The central element in the Minnesota Democratic senator’s proposal calls for leveraging $650 billion in federal funding through public-private partnerships, bond programs and clean-energy tax incentives.
While the plan includes funding for rural broadband, airports, seaports, inland waterways, green infrastructure and mass transit— along with highways and bridges— Klobuchar’s Nevada visit to J. Harold Brinley Middle School on Monday focused on a specific aspect of her infrastructure plan: school construction.
K-12 public schools represent the nation’s second-largest infrastructure sector according to the Center for American Progress. Klobuchar argues that the state of school buildings is critical to advancing student performance, classroom learning, and student health.
“I think there’s a way to actually get extra funding into Nevada schools by including schools in infrastructure,” said Klobuchar on a tour of the middle school.
Brett Booth, the principle of the middle school, said one of their major infrastructure issues was the antiquated heating and cooling system and a much-needed upgrade of the school’s plumbing system. He also said that his and many other schools had more students than the buildings were ever designed to hold, straining infrastructure.
“I think what happens is that we wait for things to fail or break. They try to have a schedule but the money is not always there,” said Booth. “We try very hard to take care of what we have.”
Half of America’s public school buildings need improvements to be considered in “good” condition, according the 2017 study. And while school building conditions are a national problem, the disrepair of America’s public schools disproportionately affects students in low-income communities that cannot raise funds for maintenance, repair, or modernization, a point Klobuchar said needs to be addressed when discussing infrastructure repair.
“You want to make sure that whatever bill you pass through for this puts a priority on students in need and areas in need because one of the great equalizers in our country is a good education system for everyone,” Klobuchar said, adding that a lack of funding in low-income schools are ultimately “bad for the whole economy.”
“If you look at it economically we have job openings right now in science, technology, engineering, and math and we need woman and we need kids of color to start going into these jobs.”
When looking at inequality and social mobility among woman and people of color, Klobuchar said there needs to be a greater push for STEAM education funding in low-income communities. Her push for school infrastructure improvement involves more dedicated funding for labs and classes specially designed to teach STEM education.
“Kids are not going to start doing better—communities of color—if they don’t start going into those areas of science, technology, engineering, and math,” Klobuchar said.
During the tour Klobuchar shared stories of her daughter’s time in public schools around Minnesota and Virginia, adding that she understands the strain of everyday classrooms.
“There hasn’t been major funding for infrastructure at all and it should include schools and some of these less glamorous projects like heating and air conditioning,” said Klobuchar.
Klobuchar says she’s a pragmatist with a history of moving education issues forward by working with politicians such as former Sen. Orrin Hatch (R-UT) and Sen.
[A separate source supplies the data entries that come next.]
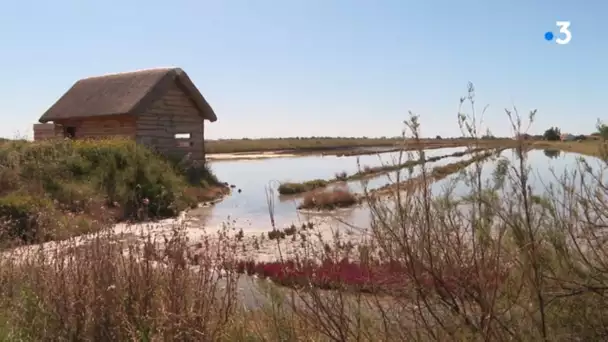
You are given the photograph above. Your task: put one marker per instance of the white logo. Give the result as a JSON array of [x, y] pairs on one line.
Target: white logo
[[564, 28]]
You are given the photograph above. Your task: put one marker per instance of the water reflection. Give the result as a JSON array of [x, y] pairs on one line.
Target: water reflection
[[249, 210], [551, 153]]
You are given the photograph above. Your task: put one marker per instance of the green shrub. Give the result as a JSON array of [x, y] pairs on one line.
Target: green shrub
[[296, 188], [25, 216], [81, 176]]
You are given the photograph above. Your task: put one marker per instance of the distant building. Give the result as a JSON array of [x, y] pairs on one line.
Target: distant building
[[567, 137], [524, 136], [160, 108]]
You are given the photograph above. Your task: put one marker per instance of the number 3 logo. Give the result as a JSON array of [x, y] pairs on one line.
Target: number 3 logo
[[564, 27]]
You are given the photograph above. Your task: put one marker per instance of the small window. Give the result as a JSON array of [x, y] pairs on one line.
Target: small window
[[70, 132], [182, 136], [184, 143]]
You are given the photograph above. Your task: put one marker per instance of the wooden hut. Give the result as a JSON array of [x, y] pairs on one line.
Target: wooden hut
[[160, 108]]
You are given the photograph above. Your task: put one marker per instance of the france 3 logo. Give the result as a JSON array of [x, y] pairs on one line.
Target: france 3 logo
[[564, 31]]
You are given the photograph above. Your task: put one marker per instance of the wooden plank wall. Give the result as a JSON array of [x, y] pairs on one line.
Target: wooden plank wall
[[173, 114], [47, 131], [103, 127]]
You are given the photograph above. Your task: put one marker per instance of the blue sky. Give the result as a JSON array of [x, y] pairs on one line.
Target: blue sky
[[317, 67]]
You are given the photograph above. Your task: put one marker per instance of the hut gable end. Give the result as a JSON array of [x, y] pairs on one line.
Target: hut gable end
[[172, 124]]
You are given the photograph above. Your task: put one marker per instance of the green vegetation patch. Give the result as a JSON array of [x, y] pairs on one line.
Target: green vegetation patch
[[42, 183], [296, 188]]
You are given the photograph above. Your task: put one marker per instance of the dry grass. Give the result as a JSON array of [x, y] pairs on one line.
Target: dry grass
[[504, 263], [291, 188], [590, 147], [329, 199]]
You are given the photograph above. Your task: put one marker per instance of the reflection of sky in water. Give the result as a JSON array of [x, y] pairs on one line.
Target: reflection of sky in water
[[250, 208]]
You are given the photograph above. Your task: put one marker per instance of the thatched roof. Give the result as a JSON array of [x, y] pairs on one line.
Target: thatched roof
[[123, 93]]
Tim Scott (R-SC) on bills to improve school safety, and serving with bipartisan caucuses to study the decline of new business creation, including education’s role.
Klobuchar said Congress could work together to increase teacher pay by matching state funding with federal dollars.
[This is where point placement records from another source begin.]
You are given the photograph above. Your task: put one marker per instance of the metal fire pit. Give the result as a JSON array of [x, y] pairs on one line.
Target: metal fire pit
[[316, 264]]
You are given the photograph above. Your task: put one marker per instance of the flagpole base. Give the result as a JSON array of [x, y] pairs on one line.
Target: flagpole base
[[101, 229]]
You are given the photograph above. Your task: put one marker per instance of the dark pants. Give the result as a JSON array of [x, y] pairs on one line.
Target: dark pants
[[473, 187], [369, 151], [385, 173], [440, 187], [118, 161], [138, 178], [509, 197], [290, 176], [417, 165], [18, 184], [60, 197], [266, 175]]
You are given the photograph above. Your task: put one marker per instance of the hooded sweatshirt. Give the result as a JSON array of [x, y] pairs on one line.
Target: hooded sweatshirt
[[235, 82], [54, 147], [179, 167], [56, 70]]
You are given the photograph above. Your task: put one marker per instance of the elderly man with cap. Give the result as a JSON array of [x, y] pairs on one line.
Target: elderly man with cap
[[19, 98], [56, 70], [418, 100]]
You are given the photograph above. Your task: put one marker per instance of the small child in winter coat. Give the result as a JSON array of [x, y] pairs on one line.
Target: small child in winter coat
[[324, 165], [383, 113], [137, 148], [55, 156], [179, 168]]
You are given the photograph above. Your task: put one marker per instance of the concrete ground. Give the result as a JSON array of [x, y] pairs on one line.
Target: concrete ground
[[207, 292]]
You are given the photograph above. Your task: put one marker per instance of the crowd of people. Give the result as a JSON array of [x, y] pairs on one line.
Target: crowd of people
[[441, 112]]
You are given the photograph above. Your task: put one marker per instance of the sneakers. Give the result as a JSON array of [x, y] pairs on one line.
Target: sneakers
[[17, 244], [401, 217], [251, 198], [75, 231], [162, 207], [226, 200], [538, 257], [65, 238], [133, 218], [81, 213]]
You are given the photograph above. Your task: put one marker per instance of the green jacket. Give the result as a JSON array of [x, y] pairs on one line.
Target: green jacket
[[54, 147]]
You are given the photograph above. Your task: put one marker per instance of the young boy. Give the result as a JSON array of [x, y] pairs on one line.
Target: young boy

“If you get federal help on infrastructure then they can improve their heating and get new schools so you don’t have all these trailer schools. Then the state can focus more on the per-pupil (funding) and some of these other things.”
Charter schools got their start in Klobuchar’s home state of Minnesota, and on the issue of charter schools the senator advocated for strict guidelines and accountability but did not dismiss their place in the education system.
“It depends on what the charter school is, and so many have had issues with accountability, and there’s others that have been successful. But I think you need to look at what the state laws are to make sure that they work for the public schools which are still the mainstay of our education system,” Klobuchar said.
In Nevada, the State Public Charter School Authority has failed to evaluate site visits and are now facing a bill, AB462, to place a freeze on accepting applications for new charter schools until 2021.
So far, Klobuchar has raised more than $5.2 million for her presidential bid, trailing behind several presidential contenders for the Democratic nomination in 2020. Her campaign said its average online donation was $40, and that 85 percent of all contributors gave less than $100.
Facing a crowded field of 2020 presidential candidates, Klobuchar still remains relatively unknown to voters across the country. In a recent Monmouth 2020 primary poll she only had 2 percent of support among Democratic voters.